The big question on most minds must be, “how is Fortress funding such an impressive development run in such a challenged economy,” says Steven Brown, CEO of Fortress REIT.
Simply put, Fortress’s off-balance-sheet funding and deepening liquidity was made possible by high levels of disposals of non-core assets. Significantly, “the sale of these assets was largely achieved at a premium to book values,” says Brown. As per Fortress’s June operational update, the business had sold R1.5 billion of property assets at 3% premium to book values. A further R266 million of asset disposals marked as held for sale are likely to conclude in the coming months. Low interest rates have certainly aided Fortress’s disposals process, “presenting the largely smaller assets targeted for sale as great deals for buyers,” adds Brown.
The resulting cash on hand has seen the development of over 170 000 square meters of prime state-of-the art logistics real estate since 2020 alone.
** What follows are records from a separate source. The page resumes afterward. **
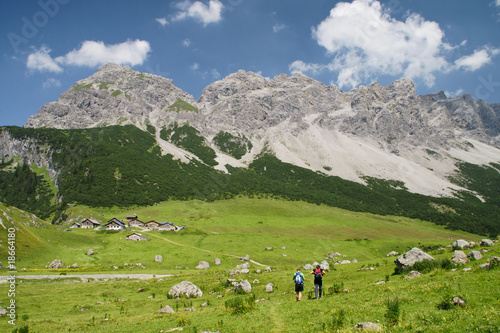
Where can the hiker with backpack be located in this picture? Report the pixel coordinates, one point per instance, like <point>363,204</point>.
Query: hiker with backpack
<point>318,280</point>
<point>298,277</point>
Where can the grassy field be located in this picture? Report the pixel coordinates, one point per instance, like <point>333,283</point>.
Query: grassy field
<point>299,233</point>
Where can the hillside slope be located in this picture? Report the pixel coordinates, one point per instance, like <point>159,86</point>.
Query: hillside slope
<point>383,132</point>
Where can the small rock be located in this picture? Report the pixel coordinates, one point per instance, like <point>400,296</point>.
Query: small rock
<point>487,242</point>
<point>458,301</point>
<point>459,257</point>
<point>476,255</point>
<point>166,309</point>
<point>202,265</point>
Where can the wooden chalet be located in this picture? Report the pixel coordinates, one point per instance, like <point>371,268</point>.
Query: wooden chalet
<point>151,225</point>
<point>115,224</point>
<point>136,237</point>
<point>89,224</point>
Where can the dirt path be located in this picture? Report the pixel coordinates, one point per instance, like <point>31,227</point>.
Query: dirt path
<point>192,247</point>
<point>3,279</point>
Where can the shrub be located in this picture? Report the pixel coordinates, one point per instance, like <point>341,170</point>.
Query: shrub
<point>241,304</point>
<point>338,320</point>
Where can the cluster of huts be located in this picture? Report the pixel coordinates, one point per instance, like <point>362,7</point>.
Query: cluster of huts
<point>131,221</point>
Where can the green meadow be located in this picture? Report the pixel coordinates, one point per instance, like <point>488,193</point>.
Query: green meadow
<point>298,233</point>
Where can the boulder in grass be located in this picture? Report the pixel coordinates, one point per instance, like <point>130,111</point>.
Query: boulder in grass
<point>202,265</point>
<point>244,285</point>
<point>56,264</point>
<point>166,309</point>
<point>392,254</point>
<point>185,288</point>
<point>411,257</point>
<point>459,258</point>
<point>460,244</point>
<point>367,326</point>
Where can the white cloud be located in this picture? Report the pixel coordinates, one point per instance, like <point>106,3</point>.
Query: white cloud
<point>90,54</point>
<point>476,60</point>
<point>93,54</point>
<point>199,11</point>
<point>364,42</point>
<point>278,27</point>
<point>163,21</point>
<point>215,74</point>
<point>42,61</point>
<point>51,82</point>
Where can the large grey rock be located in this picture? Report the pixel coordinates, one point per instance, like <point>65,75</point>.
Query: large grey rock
<point>56,264</point>
<point>460,244</point>
<point>185,288</point>
<point>243,266</point>
<point>166,309</point>
<point>459,257</point>
<point>244,285</point>
<point>411,257</point>
<point>367,326</point>
<point>202,265</point>
<point>308,267</point>
<point>289,112</point>
<point>487,242</point>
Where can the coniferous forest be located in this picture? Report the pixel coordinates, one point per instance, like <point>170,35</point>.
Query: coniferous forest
<point>123,166</point>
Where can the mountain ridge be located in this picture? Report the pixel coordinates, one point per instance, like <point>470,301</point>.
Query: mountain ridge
<point>377,131</point>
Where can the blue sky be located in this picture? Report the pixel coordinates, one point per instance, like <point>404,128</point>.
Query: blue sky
<point>447,45</point>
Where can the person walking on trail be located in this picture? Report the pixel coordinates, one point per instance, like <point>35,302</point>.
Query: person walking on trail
<point>298,278</point>
<point>318,281</point>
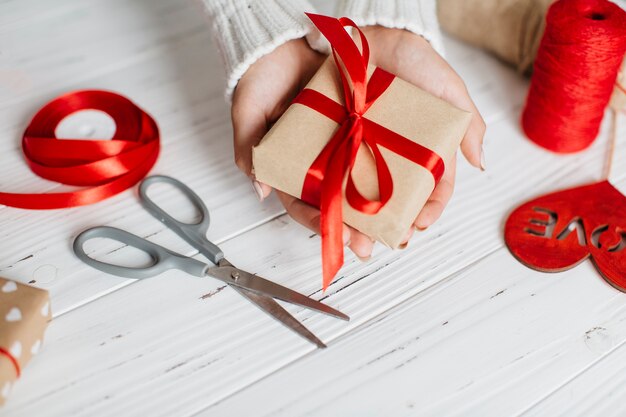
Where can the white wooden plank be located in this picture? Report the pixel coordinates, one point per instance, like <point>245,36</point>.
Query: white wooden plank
<point>488,342</point>
<point>156,51</point>
<point>221,345</point>
<point>126,353</point>
<point>168,67</point>
<point>597,391</point>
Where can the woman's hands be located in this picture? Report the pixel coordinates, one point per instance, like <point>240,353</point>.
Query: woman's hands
<point>411,58</point>
<point>268,87</point>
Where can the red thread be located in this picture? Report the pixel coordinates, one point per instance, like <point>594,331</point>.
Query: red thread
<point>574,73</point>
<point>12,359</point>
<point>108,167</point>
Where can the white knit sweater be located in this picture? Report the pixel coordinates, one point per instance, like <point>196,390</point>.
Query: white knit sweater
<point>245,30</point>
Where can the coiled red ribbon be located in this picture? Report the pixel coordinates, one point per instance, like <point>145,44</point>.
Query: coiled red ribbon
<point>324,180</point>
<point>108,167</point>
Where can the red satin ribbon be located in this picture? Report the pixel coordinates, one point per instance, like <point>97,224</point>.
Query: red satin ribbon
<point>324,180</point>
<point>11,358</point>
<point>108,167</point>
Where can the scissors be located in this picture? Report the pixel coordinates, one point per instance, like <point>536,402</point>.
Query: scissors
<point>259,291</point>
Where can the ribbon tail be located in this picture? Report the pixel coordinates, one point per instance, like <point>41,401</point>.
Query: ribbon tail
<point>331,217</point>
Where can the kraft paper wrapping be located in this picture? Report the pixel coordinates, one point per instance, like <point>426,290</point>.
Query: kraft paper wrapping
<point>287,151</point>
<point>24,316</point>
<point>510,29</point>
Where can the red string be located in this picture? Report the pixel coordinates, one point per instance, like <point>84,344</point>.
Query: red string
<point>108,167</point>
<point>574,73</point>
<point>12,359</point>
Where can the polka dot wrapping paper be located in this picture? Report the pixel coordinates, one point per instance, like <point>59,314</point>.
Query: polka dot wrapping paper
<point>24,316</point>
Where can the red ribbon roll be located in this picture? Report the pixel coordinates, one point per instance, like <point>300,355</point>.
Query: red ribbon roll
<point>324,180</point>
<point>108,167</point>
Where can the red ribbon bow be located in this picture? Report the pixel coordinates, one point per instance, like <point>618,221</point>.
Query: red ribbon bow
<point>107,166</point>
<point>324,180</point>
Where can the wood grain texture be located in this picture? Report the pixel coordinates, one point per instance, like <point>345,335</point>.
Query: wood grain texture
<point>453,320</point>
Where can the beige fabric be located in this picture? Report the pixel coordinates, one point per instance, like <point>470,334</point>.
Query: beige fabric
<point>510,29</point>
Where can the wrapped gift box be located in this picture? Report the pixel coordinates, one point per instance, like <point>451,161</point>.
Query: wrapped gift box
<point>285,154</point>
<point>24,316</point>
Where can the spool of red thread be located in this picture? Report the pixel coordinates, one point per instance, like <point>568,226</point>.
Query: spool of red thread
<point>574,73</point>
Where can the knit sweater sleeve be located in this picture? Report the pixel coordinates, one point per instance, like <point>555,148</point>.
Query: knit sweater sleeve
<point>245,30</point>
<point>417,16</point>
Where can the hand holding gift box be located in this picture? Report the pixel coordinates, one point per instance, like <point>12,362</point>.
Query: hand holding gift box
<point>24,315</point>
<point>363,145</point>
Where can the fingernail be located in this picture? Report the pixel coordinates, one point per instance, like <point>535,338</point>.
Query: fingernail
<point>257,190</point>
<point>483,166</point>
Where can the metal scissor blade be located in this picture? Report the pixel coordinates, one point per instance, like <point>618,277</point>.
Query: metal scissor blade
<point>231,275</point>
<point>277,312</point>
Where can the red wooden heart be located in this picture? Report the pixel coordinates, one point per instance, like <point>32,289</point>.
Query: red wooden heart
<point>557,231</point>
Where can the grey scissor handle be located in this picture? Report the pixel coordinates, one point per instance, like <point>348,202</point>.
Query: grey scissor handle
<point>162,259</point>
<point>193,233</point>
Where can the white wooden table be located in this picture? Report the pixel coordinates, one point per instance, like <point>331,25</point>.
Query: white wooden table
<point>451,326</point>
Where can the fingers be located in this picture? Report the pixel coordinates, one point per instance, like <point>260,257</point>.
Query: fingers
<point>438,199</point>
<point>472,143</point>
<point>309,217</point>
<point>249,127</point>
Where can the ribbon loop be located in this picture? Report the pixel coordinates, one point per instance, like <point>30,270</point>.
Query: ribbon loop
<point>108,167</point>
<point>324,180</point>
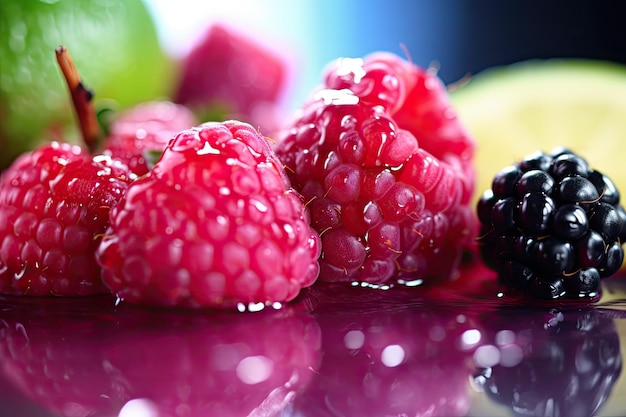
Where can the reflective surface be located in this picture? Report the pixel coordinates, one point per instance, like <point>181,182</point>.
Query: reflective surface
<point>460,349</point>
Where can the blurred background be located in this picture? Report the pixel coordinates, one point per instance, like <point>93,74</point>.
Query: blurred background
<point>460,37</point>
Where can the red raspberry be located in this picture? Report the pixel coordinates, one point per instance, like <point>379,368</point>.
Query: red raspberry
<point>145,128</point>
<point>214,223</point>
<point>54,205</point>
<point>229,75</point>
<point>389,199</point>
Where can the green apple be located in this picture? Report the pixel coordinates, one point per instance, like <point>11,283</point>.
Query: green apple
<point>515,110</point>
<point>115,47</point>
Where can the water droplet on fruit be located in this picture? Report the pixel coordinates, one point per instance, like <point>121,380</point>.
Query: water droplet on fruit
<point>253,370</point>
<point>392,356</point>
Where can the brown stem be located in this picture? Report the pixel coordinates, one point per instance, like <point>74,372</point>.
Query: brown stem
<point>82,99</point>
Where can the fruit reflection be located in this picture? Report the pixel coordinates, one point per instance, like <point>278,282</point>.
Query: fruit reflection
<point>111,361</point>
<point>386,360</point>
<point>551,363</point>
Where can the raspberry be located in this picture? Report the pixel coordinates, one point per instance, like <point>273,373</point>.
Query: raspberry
<point>54,204</point>
<point>550,363</point>
<point>389,200</point>
<point>229,75</point>
<point>214,224</point>
<point>145,128</point>
<point>552,226</point>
This pipeline is “supporting the trend to ecommerce and omnichannel in the best logistics locations in South Africa – despite Covid-19 disruption,” says Brown.
The scale of Fortress’s disposals is evident when one considers that the businesses’ most recent acquisition of two logistic parks in Poland was funded by Fortress’s South African disposals. “Recycling out of older low growth assets into new assets both locally and in growth markets abroad builds longevity into our real estate portfolio,” says Brown.
Fortress will continue to dispose of non-core assets “in line with our strategy to develop South Africa’s largest holding of quality, state-of-the-art logistics assets situated at key logistics growth nodes,” assures Brown.
Starting a few years ago Fortress’s team of five sales professionals identified a number of smaller properties, many of them acquired as part of broader M&A activity in buoyant markets. A fair chunk of these properties were neither logistics nor retail assets. Most were in office and some in smaller industrial sites.
The oversupply of office space in the South African market, low rentals and a highly competitive office letting environment meant that, even before Covid-19 drove employees out of offices to working from home, Fortress didn’t want a large office asset exposure. Today, office assets account for less than 5% of Fortress’s total asset portfolio. Fortress is currently focussed on disposing of this office asset portfolio with the bulk of sales to date to owner-occupiers, “who often hold views very different from investors when assessing the value of their real estate”, adds Brown.
Brokers have also been extremely effective in assisting Fortress with disposals, especially the introduction of Fortress properties to clients. “Auctions too, especially online, have been very successful in supporting disposals in the current environment,” reports Brown.